Мама рядом с моим призрачным отражением читает газету, осторожно положив руку возле моей – как бы невзначай поддерживает связь. С другого бока сидит девушка с проколотой верхней губой. Я поворачиваюсь к соседке и смотрю на нее в упор. Пять металлических гвоздиков тускло блестят на бледной коже, подчеркивая идеальную линию губ. На девушке белая куртка из искусственного меха поверх темно-красной рубашки. Та расстегнута до середины, а в центре груди виднеется шрам – может быть, от операции на сердце. В каждой ямочке, где когда-то был стежок шва, сверкает крошечный драгоценный камушек. Я улыбаюсь.
Если девушка и чувствует на себе мой взгляд, то не обращает внимания. В ушах у нее наушники, в руках – растрепанная книжка, «Великий Гэтсби». Поезд стучит: тук-тук, тук-тук. Я не могу отвести глаз от соседки и думаю, почему она решила изуродовать то, что было красиво, и украсить то, что было уродливо. Возможно, таково ее представление о равновесии.

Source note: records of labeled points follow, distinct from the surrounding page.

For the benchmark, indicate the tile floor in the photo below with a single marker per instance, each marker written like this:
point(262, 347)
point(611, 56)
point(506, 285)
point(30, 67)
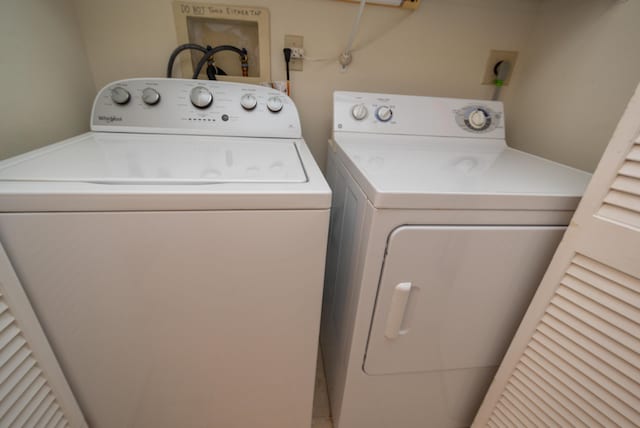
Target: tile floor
point(321, 411)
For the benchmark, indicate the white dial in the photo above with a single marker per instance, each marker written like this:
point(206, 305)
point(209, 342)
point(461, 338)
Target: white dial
point(120, 95)
point(150, 96)
point(477, 119)
point(248, 101)
point(274, 104)
point(384, 113)
point(359, 111)
point(201, 97)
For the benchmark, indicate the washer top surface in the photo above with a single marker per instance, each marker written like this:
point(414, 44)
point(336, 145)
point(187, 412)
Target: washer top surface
point(109, 158)
point(444, 153)
point(173, 144)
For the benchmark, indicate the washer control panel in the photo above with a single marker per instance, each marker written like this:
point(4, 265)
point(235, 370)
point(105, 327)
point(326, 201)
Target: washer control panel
point(411, 115)
point(198, 107)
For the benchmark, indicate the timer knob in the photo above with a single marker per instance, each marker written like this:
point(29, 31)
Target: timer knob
point(201, 97)
point(248, 102)
point(150, 96)
point(384, 113)
point(120, 95)
point(477, 119)
point(274, 104)
point(359, 111)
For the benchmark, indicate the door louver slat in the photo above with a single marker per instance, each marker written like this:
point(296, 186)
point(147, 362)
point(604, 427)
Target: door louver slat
point(25, 397)
point(622, 202)
point(582, 364)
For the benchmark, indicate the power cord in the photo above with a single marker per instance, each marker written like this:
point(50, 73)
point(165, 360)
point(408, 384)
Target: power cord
point(287, 60)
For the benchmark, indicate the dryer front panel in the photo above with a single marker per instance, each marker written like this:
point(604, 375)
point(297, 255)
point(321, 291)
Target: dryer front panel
point(451, 297)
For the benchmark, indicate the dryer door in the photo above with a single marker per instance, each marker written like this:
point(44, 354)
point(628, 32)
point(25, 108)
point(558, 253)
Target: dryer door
point(451, 297)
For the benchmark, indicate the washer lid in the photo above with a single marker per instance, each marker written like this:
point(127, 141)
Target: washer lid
point(457, 173)
point(126, 172)
point(105, 158)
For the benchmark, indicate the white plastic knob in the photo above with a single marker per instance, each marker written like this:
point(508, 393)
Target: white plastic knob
point(359, 111)
point(274, 104)
point(248, 101)
point(120, 95)
point(477, 119)
point(384, 113)
point(150, 96)
point(201, 97)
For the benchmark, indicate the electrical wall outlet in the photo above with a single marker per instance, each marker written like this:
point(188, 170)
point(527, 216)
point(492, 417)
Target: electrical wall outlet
point(297, 52)
point(495, 57)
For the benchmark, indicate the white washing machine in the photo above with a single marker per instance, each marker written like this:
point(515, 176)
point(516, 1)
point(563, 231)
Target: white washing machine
point(175, 255)
point(439, 236)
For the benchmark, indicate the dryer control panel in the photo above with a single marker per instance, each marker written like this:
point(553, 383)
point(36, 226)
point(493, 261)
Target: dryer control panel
point(196, 107)
point(411, 115)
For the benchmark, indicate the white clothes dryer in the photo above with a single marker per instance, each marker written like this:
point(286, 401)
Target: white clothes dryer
point(439, 236)
point(175, 255)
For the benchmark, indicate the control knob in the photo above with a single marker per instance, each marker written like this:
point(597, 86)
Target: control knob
point(248, 102)
point(150, 96)
point(274, 104)
point(120, 95)
point(384, 113)
point(477, 119)
point(359, 111)
point(201, 97)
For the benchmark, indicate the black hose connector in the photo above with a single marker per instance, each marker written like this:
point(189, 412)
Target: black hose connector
point(205, 58)
point(176, 52)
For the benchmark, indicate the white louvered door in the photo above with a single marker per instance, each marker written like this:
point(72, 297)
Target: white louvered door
point(33, 389)
point(575, 359)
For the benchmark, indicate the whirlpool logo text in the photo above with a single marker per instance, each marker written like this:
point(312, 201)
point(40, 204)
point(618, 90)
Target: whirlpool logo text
point(110, 119)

Мама довольно резко шлепает меня по коленке.
– Боже, перестань на нее пялиться, у бедняжки из-за тебя будут комплексы, – говорит она громким шепотом.
– Она не против. – Я указываю на девушку, и та на секунду ловит мой взгляд. – Смотри, она хочет, чтобы на нее глядели. По-моему, это чудесно.
– Мы не в зоопарке, – шипит мама, хотя в вагоне шумно, а у девушки в наушниках гремит что-то очень громкое. Может, у них с Кэйтлин одни любимые группы? Может, они даже знакомы…
– Что ты слушаешь? – Я хлопаю девушку по запястью. Она вынимает наушники.
– Простите, – говорит мама, однако не выдает мой диагноз.
– Все в порядке, – улыбается девушка. – Я не возражаю. «Темную материю». Знаете их?
– Сомневаюсь. Когда тебе сделали операцию?
Я протягиваю руку и на миг прикасаюсь пальцем к драгоценному гвоздику.
– Клэр! – Мама хватает меня за плечо. Я отмахиваюсь.
Девушка опять улыбается.
– Четыре года назад.
– Мне нравятся камушки на шраме. А пирсинг на губе – не очень. Ты симпатичная, а они все портят.
Девушка кивает.
– Вот и мама так говорит.
Моей маме тоже есть что сказать.
– Простите. Мы выходим на следующей станции.
– Все в порядке. – Девушка прыскает со смеху. – Дело не в переходном возрасте. Это мое лицо и мое тело. Я так заявляю о своей жизни, о том, как хочу ее прожить.
– Ты сейчас так думаешь, – говорю я. – Видишь эту женщину? Она когда-то была хиппи, танцевала голая под кислотой. А теперь носит поддерживающие колготки и слушает по радио мыльную оперу.
Девушка округляет глаза и хихикает, прячась за книгой.
– А у нее ранняя стадия болезни Альцгеймера, – парирует мама. Карта, прямо скажем, козырная. Мы подъезжаем к станции, и мама выводит меня из вагона, словно непослушного ребенка. Я машу девушке на прощание, она машет в ответ. Последний раз блестят гвоздики на губе, и поезд исчезает в тоннеле. Я бы тоже не прочь украсить так свои шрамы, да только все они – у меня в голове. Может, вставлю пункт в завещание: когда мой мозг раскромсают, пусть добавят в формальдегид стразов.
* * *
Мама знает дорогу. Во всяком случае, у нее есть карта. Очевидно, это где-то недалеко от станции, поэтому я позволяю взять себя за руку, словно школьница. Мы медленно мокнем под моросящим дождем и направляемся к месту, которое мама называет секретариатом литературной кафедры Университетского колледжа Лондона.
– Когда войдем, предоставь дело мне и не встревай, – предупреждает мама.